Bezout Identity: Is r∈S U {0} Necessary to Prove?

[Suyogya]

what is the need to show that r belongs to S U {0} in proof (https://en.wikipedia.org/wiki/Bézout's_identity#Proof)

r is zero afterall, whether it lies in S U {0} or not doesn't affect.

 

[fresh_42]

what is the need to show that r belongs to S U {0} in proof (https://en.wikipedia.org/wiki/Bézout's_identity#Proof)

r is zero afterall, whether it lies in S U {0} or not doesn't affect.

If $r \notin S\cup \{\,0\,\}$, then the minimality of $d$ has nothing to do with $r$ and we cannot conclude $r=0$. It is zero, because it is part of this set!

 

[Suyogya]

If $r \notin S\cup \{\,0\,\}$, then the minimality of $d$ has nothing to do with $r$ and we cannot conclude $r=0$. It is zero, because it is part of this set!

please tell the following:
is the need to show that r lies in S U {0} just because to compare r is less than or equal to d (as d also belongs to S U {0})?
So are only the same set elements can be compared?
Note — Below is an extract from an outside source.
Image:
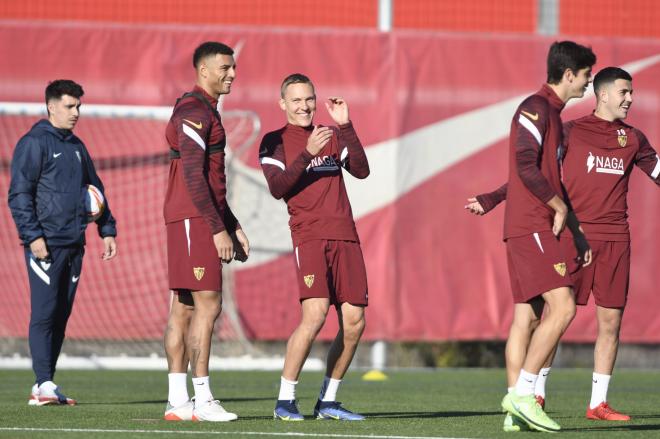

If yes, then consider a counter example, set a={10}, set b={5} couldn't we say 5<10 (as both belongs to different sets).

 

[fresh_42]

please tell the following:
is the need to show that r lies in S U {0} just because to compare r is less than or equal to d (as d also belongs to S U {0})?
So are only the same set elements can be compared? If yes, then consider a counter example, set a={10}, set b={5} couldn't we say 5<10 (as both belongs to different sets).

We start with a set $M$. Then we choose a minimal element of $M$, called $m$. In order to compare any other element $n$ to $m$, we can only do this, if $n \in M$, because then we know, that $m \leq n$ as $m$ was chosen minimal. Otherwise we can't say anything.

If in our example, $d \in S$ is minimal, and $r if \in S \cup \{\,0\,\}$, then either $r=0$ or $d \leq r$. As $r < d$, the second is impossible, leaving $r=0$ as only possibility. This entire argument needs $r if \in S \cup \{\,0\,\}$ and that $d\in S$ is the smallest integer there.